If Council really wants to know how the community feel about the Poplar trees, I would suggest that they employ a couple of market researchers to simply ask all the passers-by at Mackey Park & along the Cooks River Foreshore how they feel about the Poplar trees.  I firmly believe that they will hear again & again how much the community loves these trees.  Of course they will get a few people who don’t like the trees, but I believe the feedback will be overwhelmingly positive towards these trees.

Why?

  • They are unusual in that they are big tall trees with big fat trunks. This is a local rarity, except for some Fig trees.
  • They not only look great & produce lovely dappled shade, the leaves also sound wonderful in the breeze.   This sound is an almost instant stress reducer.
  • The trees mark the seasons in an extravagant way. They lose their leaves & we crunch them under foot or under bicycle wheels.  In spring the lime green leaves appear & the catkins flower.
  • Their dappled shade is incredibly lovely in the parks & they cool the shared path & Steel Park playground in summer. When you enter Steel Park on a hot summer’s day, the positive impact of these trees is palpable.
  • When they shed their seeds the ground looks like it is snowing in summer & it is lovely to see. And no, they are not spreading new trees all over the area or even in local bushland at Wolli Creek.   In contrast, the Casuarina trees are spreading like wildfire.  Even though these are beneficial native trees, managing their suckering spread by pruning the lower branches as stated in the Plan does not seem like the best management in my opinion.

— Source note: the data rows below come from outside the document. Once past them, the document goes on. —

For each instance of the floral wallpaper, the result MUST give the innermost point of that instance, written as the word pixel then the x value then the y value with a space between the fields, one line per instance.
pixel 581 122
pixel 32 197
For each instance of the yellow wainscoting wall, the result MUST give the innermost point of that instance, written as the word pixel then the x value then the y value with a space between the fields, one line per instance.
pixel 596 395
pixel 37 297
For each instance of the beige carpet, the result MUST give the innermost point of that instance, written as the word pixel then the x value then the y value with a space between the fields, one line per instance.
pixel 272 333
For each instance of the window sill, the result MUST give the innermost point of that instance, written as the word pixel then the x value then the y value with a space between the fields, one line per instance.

I am all for native trees. In fact, I prefer natives, but I oppose removal of the few remaining Poplar trees along the Cooks River.  There is plenty of room for more tree planting & these should be native trees.  One last thing, the Poplars are full of birds & they provide a lot of food for them.

It saddens me that Council plans to use a large chunk of the allocated $15 million to remove mature trees.  Everything possible should be done to retain healthy mature trees because they are vital in the management of climate change. 

I will be writing more about the Plan for the Cooks River Parklands.  There are some excellent initiatives & I feel sad that I have concentrated on the negative aspects in this post.

In the meantime, community consultation closes on Wednesday 8th June 2016.  You can access the link at ‘Your Say Marrickville’ & download the Plan here – http://bit.ly/1DRISiO

Poplar trees along the Cooks River Foreshore. Poplars are deciduous, so they have lost most of their leaves. This is a glorious place to walk in summer. Lots of birds, cool dappled shade and much beauty. It is unthinkable to lose them.

Poplar trees along the Cooks River Foreshore. Poplars are deciduous, so they have lost most of their leaves. This is a glorious place to walk, especially in summer. Lots of birds, cool dappled shade and much beauty. It is unthinkable to lose them.

Two more Poplars to be removed along the Cooks River Foreshore.

Two more Poplars along the Cooks River Foreshorten be removed.